1) Blast  Pipe, a simple flat file based blast pipeline for demo
2) Phylip Pipe, a more complex pipeline that takes proteins seqs and runs
		it through a couple of phylip programs resulting in trees
3) Cdna2Genome Pipe, a cdna to genome alignment pipeline that produces
		     SeqFeatures which may be stored in BioSQL or dumped as gff files

4) ProteinAnnotation Pipe, (no tests yet but soon coming...)
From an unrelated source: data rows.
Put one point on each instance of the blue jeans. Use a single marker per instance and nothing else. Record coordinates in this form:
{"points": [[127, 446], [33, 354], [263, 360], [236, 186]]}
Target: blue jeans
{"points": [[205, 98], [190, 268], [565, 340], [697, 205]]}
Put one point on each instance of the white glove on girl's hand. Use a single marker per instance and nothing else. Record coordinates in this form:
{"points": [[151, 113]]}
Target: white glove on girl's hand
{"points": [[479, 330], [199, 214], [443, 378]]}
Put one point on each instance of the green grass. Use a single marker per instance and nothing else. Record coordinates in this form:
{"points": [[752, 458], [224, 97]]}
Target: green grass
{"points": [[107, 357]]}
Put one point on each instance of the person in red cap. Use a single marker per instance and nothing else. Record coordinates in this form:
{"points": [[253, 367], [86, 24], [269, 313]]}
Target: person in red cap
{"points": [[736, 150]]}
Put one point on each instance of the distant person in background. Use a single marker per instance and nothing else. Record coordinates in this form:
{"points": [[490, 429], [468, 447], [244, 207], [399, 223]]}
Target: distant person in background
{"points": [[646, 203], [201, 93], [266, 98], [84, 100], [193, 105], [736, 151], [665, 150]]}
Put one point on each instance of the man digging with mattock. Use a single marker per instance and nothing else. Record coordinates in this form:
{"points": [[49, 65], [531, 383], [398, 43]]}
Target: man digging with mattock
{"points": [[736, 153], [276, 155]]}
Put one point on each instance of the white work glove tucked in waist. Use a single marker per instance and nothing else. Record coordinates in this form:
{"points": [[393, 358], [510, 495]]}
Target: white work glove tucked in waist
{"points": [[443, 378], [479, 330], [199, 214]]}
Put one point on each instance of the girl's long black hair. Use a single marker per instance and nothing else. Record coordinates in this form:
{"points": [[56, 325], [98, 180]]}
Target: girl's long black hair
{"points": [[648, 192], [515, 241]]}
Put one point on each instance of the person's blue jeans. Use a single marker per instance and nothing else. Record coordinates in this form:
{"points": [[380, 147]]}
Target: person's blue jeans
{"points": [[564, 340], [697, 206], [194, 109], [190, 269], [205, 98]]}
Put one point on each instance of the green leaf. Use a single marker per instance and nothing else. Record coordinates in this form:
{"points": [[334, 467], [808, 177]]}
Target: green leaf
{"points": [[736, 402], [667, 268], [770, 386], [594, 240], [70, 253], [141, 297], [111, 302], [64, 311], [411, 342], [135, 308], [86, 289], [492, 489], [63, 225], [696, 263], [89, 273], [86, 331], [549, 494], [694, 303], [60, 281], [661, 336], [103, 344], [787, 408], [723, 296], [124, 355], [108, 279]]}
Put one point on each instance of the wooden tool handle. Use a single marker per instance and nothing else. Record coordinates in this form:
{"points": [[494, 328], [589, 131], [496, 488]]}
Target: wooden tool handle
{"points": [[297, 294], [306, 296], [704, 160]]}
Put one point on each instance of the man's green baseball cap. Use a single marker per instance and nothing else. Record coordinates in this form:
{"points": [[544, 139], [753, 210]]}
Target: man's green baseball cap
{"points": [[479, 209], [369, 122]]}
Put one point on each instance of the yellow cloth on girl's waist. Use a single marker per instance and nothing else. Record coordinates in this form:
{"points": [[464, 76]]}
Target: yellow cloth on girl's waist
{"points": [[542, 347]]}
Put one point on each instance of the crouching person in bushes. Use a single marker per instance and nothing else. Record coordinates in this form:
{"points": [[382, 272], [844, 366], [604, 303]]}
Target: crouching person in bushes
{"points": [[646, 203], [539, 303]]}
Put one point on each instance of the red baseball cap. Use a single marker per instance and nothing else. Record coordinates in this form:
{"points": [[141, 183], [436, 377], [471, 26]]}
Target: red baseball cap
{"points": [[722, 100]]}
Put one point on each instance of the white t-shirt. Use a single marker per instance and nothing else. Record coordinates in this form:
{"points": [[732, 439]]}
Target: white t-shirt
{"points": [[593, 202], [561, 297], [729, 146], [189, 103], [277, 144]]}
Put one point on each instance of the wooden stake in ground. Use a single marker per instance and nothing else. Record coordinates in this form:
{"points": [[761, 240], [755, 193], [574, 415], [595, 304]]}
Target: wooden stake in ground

5) Protein Family Clustering Pipe (no test yet..)

Take a look at them and see if they run fine for u.

Other pipelines that are very DOABLE but just not done yet are the 

6) pairwise alignment stuff for non-coding sequences

Of course, there is also our genome annotation pipe that is under perpetual development..
that has been left untouched for sometime but I will need to work on the next few weeks.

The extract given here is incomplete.